Not so sure there's room for sinners?  Think about the apostles who were in that room:  Judas, who would betray Jesus; Peter, who would in a few hours deny his friend -- the one he called "messiah" -- not once but three times.  Surely there's space in that room for you and me.

The Last Supper is -- at its core -- about God's deep, unconditional love for human beings: collectively and individually.  The Last Supper is not a theological concept, regardless of how much theology one can derive from it.  The Last Supper is an event, a bittersweet celebration in God's courtship of the human soul.  It's an intimate gathering.  We are called to attend.  We have the invitation.  There's room at the table.  Someone is offering bread, now wine.  But it is something more than food that is handed around, something more than drink that is in the cup.  The person who is calling is not just anyone, but the God who would be both creator and friend.  ("I no longer call you servants, but friends."  Of course, if you wish to grow in the friendship, you eventually realize you must learn to recognize and serve the Christ who is in your neighbor, and everyone is your neighbor.  Tough to live it out, yes.  But the selfless, unconditional love found in the Last Supper, and the next day on Calvary hill, is nourishment for the journey.)

A few hours later, you are in the garden.  Jesus is praying.  You think you might have heard him weeping.  That was a few minutes ago.  You are so very drowsy.  Maybe you just imagined he was in distress.  Yes, that's probably it.  There's some wind in the trees.  It could have been that.

When you wake up, he's saying something to you -- you and the rest.  "Can you not stay awake for just a little while longer?"  Not angry, more disappointed.  You've disappointed him, but there was love in his face (just as surely as you saw sweat on his temples), as well as distress.  He has retreated to the back of the garden again, and you are once more feeling drowsy.  If you could just take a short nap.  Jerusalem is a bustling place.  Your limbs are aching from the distances you've walked in the crowds, edging your way through. Your head hurts from the noise of the city.  It isn't so unreasonable for you to want to sleep a while, is it?

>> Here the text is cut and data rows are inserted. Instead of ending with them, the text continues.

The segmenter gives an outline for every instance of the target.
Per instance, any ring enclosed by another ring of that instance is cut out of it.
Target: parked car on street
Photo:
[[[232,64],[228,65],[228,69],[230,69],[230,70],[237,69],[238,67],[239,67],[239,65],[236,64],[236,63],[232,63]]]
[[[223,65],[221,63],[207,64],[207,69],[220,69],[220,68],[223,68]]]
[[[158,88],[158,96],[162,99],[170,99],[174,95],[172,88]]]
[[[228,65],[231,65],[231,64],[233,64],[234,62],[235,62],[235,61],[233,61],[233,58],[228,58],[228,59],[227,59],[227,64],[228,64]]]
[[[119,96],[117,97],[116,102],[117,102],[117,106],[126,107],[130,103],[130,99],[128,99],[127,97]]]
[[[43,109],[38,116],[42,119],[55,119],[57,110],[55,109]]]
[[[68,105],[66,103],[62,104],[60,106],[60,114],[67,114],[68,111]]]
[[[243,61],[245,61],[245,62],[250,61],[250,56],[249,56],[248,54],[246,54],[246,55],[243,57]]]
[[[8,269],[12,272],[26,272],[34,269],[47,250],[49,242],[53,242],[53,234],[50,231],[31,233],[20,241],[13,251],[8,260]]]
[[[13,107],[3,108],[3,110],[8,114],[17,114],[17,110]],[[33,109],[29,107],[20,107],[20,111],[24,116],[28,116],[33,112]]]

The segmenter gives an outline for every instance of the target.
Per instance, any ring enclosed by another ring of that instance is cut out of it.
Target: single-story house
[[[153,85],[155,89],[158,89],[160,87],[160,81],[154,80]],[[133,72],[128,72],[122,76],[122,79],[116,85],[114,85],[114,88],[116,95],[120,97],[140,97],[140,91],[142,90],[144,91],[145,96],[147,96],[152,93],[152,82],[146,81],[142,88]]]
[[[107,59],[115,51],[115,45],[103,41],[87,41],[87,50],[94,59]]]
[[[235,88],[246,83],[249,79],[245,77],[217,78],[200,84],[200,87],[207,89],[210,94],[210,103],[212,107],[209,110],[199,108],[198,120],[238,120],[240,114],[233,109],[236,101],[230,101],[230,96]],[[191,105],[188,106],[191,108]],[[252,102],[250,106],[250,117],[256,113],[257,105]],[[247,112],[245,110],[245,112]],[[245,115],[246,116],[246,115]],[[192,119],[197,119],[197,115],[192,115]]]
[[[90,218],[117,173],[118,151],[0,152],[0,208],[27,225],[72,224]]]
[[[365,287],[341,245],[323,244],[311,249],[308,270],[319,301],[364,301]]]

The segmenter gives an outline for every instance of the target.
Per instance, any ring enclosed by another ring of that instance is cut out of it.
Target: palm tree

No, it's not Easter yet.  No one fully understands the concept of Easter at this point.  No one has any reason to believe in it yet.  There's no glorious resurrection yet, no matter what Jesus seemed to say about rebuilding the temple.  He said something extraordinary during the passover meal, too, and now he is weeping, and it's getting ominous; you can feel something is about to change in this city.  But you are so very sleepy.  A few minutes, that's all you're hoping for.

It's Thursday night.  You have to live through Holy Thursday.  You wonder how this whole thing is going to turn out.